Die Forderung nach Senkung der Mehrwertsteuer auf Fernzugtickets ist viele Jahre alt. Zum Beispiel hatten sich in der Vergangenheit die Grünen dafür eingesetzt. Scheuer solle das nicht nur in Aussicht stellen, sondern auch umsetzen, forderte deren Fraktionschef im Bundestag, Anton Hofreiter, in der Rheinischen Post.
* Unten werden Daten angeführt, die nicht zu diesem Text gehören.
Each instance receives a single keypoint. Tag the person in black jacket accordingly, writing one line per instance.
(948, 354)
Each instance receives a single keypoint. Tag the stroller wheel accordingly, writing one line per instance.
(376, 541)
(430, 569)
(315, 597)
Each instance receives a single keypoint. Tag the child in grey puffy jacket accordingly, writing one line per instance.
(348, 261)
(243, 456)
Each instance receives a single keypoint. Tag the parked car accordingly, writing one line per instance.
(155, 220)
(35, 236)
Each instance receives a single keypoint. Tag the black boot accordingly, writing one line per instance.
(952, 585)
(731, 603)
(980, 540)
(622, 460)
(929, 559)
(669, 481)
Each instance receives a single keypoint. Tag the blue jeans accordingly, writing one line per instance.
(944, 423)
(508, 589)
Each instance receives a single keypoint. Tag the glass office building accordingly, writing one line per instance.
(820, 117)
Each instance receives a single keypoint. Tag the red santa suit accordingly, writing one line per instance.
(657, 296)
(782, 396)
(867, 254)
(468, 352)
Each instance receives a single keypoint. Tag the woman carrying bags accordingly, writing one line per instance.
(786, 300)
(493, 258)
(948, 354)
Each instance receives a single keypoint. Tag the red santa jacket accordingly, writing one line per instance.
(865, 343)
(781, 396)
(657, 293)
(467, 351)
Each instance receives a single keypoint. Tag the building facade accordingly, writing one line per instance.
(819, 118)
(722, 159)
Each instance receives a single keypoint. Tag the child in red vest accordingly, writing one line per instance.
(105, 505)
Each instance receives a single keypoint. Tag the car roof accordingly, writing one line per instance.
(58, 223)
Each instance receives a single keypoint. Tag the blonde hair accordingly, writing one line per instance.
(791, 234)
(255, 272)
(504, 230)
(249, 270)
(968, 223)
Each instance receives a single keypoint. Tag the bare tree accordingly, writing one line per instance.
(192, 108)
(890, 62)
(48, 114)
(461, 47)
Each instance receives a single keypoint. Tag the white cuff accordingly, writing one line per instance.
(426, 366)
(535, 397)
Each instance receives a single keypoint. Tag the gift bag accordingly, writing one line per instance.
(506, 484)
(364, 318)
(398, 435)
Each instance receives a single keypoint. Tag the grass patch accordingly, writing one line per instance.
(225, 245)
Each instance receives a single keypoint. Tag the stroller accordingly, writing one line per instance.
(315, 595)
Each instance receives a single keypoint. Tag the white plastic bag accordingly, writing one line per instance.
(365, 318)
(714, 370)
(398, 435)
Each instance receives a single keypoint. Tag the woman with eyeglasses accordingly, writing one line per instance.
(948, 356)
 Bundesverkehrsminister Andreas Scheuer hat für seinen Vorschlag viele Befürworter gefunden.   Foto: Kappeler/dpa

Bundesverkehrsminister Andreas Scheuer hat für seinen Vorschlag viele Befürworter gefunden. Foto: Kappeler/dpa

Foto: dpa/Michael Kappeler

Die SPD im Bundestag begrüßte den Vorschlag grundsätzlich. „Eine einzelne Idee ergibt jedoch noch kein schlüssiges Gesamtkonzept“, sagte Fraktionsvize Sören Bartol. „Was helfen günstigere Preise, wenn die Züge trotzdem überfüllt und unpünktlich sind?“ Der FDP-Verkehrspolitiker Torsten Herbst nannte eine Steuersenkung einen „Baustein“ für eine attraktivere Bahn. Zuverlässigkeit und Pünktlichkeit seien aber die größte Baustelle.